In a statement released on Saturday, the White House said Biden’s plan would require US households worth more than $100mn to pay a minimum 20 per cent tax on all income, including unrealised income from investments such as stocks and bonds.
The White House said the tax would affect only 0.01 per cent of US households, with more than half of the revenue to be raised from those worth more than $1bn.
The Biden administration said that while the wealth of the richest in America had increased, they paid just 8 per cent of their total realised and unrealised income in taxes, while a firefighter or teacher paid double that rate.
“President Biden is a capitalist and believes that anyone should be able to become a millionaire or a billionaire,” the White House said.
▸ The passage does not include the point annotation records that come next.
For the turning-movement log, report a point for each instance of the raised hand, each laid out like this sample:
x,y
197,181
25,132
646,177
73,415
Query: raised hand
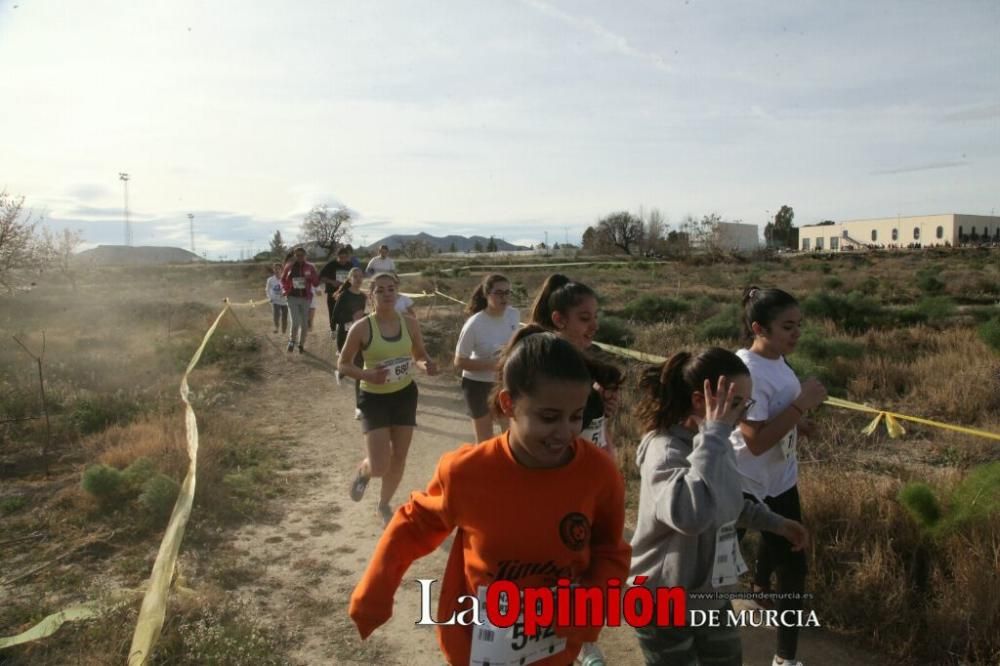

“He also believes that it is wrong for America to have a tax code that results in America’s wealthiest households paying a lower tax rate than working families.”
Wealthy households that pay less than 20 per cent of their full income, including currently tax-free unrealised income, will be required to pay a top-up tax to meet a 20 per cent minimum.
The proposal is the first time Biden said he would impose a tax on the wealth of the richest Americans, having largely steered clear of such policies in favour of imposing higher taxes on capital gains and companies.
Last October, a plan by some Democratic Senators to introduce a billionaires tax collapsed after a backlash from moderates including Kyrsten Sinema from Arizona.
The tax was being considered as part of lawmakers’ and administration officials’ efforts to reduce the size of the $3.5tn climate and social safety net proposals in Biden’s stalled Build Back Better agenda to about $2tn to appease the moderate holdouts within the party.
On Saturday, the White House said the minimum income tax on billionaires, combined with other measures in the president’s budget proposals, would reduce the deficit by $1tn over a decade.